HCA Healthcare Inc. (NYSE:HCA), recognized as one of the largest hospital operators in the United States, announced its fourth-quarter 2025 financial results on Tuesday, presenting a mixture of growth metrics and some areas lagging analysts' forecasts.
The company's total revenue was reported at $19.513 billion for the quarter, reflecting a year-over-year increase of 6.7%. However, this figure fell short of the consensus estimate of $19.67 billion, indicating a slight revenue miss. Despite this, HCA Healthcare demonstrated robust profitability gains during the period.
Adjusted earnings per share reached $8.01, a significant rise from $6.22 recorded in the same period the previous year, and notably above the analyst consensus of $7.43. Correspondingly, net income for the quarter climbed to $1.878 billion, or $8.14 per diluted share, compared to $1.438 billion, or $5.63 per share, in Q4 2024. The reported results for the last quarter of 2025 included gains on asset sales totaling $41 million, or $0.13 per diluted share, primarily stemming from the disposition of a hospital facility located in Indiana.
Examining operational performance, HCA Healthcare saw same-facility admissions grow by 2.4%, with same-facility equivalent admissions increasing slightly higher at 2.5%. Emergency room visits on a same-facility basis inched up by 0.5%, while inpatient surgeries remained stable compared to the year prior. Outpatient surgeries experienced a minor decline of 0.5% in the quarter.
Adjusted EBITDA for the fourth quarter stood at $4.114 billion, up from $3.712 billion one year earlier, reflecting enhanced earnings before interest, taxes, depreciation, and amortization. However, cash flows from operating activities fell to $2.359 billion, down from $2.559 billion in the corresponding quarter of 2024.
Sam Hazen, CEO of HCA Healthcare, commented on the quarterly performance: "We finished 2025 with strong performance consistent with previous quarters. Our investments in network expansion, workforce development, and advancing clinical capabilities further strengthened the HCA Healthcare system." This statement underscores the company's strategy to reinforce its operational foundation despite mixed financial metrics.
Alongside releasing these quarterly results, HCA Healthcare approved an additional share repurchase program capped at $10 billion. Notably, this buyback authorization equates to nearly 10% of HCA Healthcare’s current market capitalization, valued at approximately $103 billion. Such a significant buyback signals management's confidence in the company's valuation and future cash flow generation.

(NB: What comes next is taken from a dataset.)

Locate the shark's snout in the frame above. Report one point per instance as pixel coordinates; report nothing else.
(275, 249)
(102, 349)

Looking ahead, the company provided its fiscal 2026 forecasts, projecting earnings per share in the range of $29.10 to $31.50. This outlook marginally brackets the consensus estimate of $29.54 per share. Sales revenues for 2026 are anticipated between $76.5 billion and $80 billion, with analysts estimating $79.08 billion.
HCA also expects adjusted EBITDA for the upcoming fiscal year to fall within $15.55 billion to $16.45 billion and forecasts net income ranging from $6.495 billion to $7.035 billion.
During the earnings call, executives highlighted potential headwinds, including an anticipated adverse effect of $600 million to $900 million stemming from impacts related to health insurance exchanges. Additionally, a decline in net benefit from supplemental payments estimated between $250 million and $450 million was discussed as a risk to future earnings.
Following the announcement, shares of HCA Healthcare gained significantly, rising by 11.29% to $525.69, reaching a new 52-week high based on trading data at the time of publication. This market reaction reflects investor approval of the earnings beat and the sizable stock repurchase plan.
In summary, while HCA Healthcare’s revenues modestly missed analyst expectations in Q4 2025, the company delivered strong earnings growth and operational advancements. The announcement of a $10 billion stock buyback program further demonstrates confidence in financial strength and shareholder value creation. Investors should weigh these factors alongside potential earnings pressures tied to policy changes and payment reductions as projected in the upcoming fiscal year.